Выбрать главу

¿Y después de eso? Ben no tenía ni idea.

Estuvo toda la noche repasando la historia en su cabeza, después de regresar de la ecocasa y de Pengelly Cove a Casvelyn. Había vuelto sobre las diez y no hizo mucho más que pasear arriba y abajo del hotel, deteniéndose en las ventanas para mirar a la bahía turbulenta. El silencio reinaba en el hotel, Kerra no estaba, Alan se había marchado y Dellen… No la encontró ni en el salón, ni en la cocina, ni en las dependencias familiares, y no buscó más. Necesitaba tiempo para revisar lo que recordaba y diferenciarlo de lo que imaginaba.

A media mañana entró en su dormitorio. Dellen estaba tumbada en diagonal sobre la cama. Respiraba fuerte, sumida en un sueño inducido por los medicamentos, y el frasco de pastillas que se le había proporcionado descansaba abierto en la mesita de noche, donde la luz todavía estaba encendida, como seguramente habría estado toda la noche, porque Dellen estaría demasiado incapacitada para apagarla.

Se sentó en el borde de la cama. Ella no se despertó. No se había quitado la ropa que llevaba la noche anterior y el pañuelo rojo formaba un charco debajo de su cabeza, los flecos desplegados como pétalos y Dellen en el centro, el corazón de la flor.
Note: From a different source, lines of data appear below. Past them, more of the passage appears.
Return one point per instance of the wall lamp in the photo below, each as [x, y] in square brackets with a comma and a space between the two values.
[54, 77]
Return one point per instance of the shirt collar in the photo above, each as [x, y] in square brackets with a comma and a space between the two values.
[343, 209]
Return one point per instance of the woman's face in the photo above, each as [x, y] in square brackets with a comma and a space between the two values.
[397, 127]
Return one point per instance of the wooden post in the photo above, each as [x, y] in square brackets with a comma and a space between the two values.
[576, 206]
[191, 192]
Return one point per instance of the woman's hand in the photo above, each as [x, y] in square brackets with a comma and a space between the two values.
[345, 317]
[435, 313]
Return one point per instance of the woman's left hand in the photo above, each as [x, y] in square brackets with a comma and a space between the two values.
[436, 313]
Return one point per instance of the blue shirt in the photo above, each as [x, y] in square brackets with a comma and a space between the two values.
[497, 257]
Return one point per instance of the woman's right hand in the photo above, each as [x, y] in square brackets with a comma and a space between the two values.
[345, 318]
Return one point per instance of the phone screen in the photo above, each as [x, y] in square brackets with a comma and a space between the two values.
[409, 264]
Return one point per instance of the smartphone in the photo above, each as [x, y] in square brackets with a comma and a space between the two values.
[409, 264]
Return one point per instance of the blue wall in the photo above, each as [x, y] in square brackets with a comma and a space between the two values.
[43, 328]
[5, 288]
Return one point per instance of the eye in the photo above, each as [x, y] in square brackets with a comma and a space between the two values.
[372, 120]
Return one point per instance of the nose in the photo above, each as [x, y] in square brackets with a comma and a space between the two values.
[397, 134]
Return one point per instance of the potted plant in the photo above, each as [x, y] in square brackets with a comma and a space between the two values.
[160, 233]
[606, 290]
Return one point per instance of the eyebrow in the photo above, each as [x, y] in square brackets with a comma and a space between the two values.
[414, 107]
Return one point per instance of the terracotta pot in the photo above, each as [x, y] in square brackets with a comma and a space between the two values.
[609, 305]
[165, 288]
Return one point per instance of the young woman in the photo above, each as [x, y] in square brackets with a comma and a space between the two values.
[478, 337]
Su maldición era que aún podía amarla. Su maldición era que podía mirarla ahora y a pesar de todo y, en especial, a pesar del asesinato de Santo, aún podía querer reclamarla porque Dellen poseía, y temía que siempre poseería, la capacidad de borrar de su corazón y su mente todo lo que no tuviera que ver con ella. Y Ben no comprendía cómo era posible o qué recoveco terrible de su psique hacía que fuera posible.

Dellen abrió los ojos. En ellos y durante sólo un momento, antes de que la conciencia despertara por completo, Ben vio la verdad en el embotamiento de su expresión: que su esposa nunca podría darle lo que necesitaba de ella, aunque continuara intentando sacárselo una y otra vez.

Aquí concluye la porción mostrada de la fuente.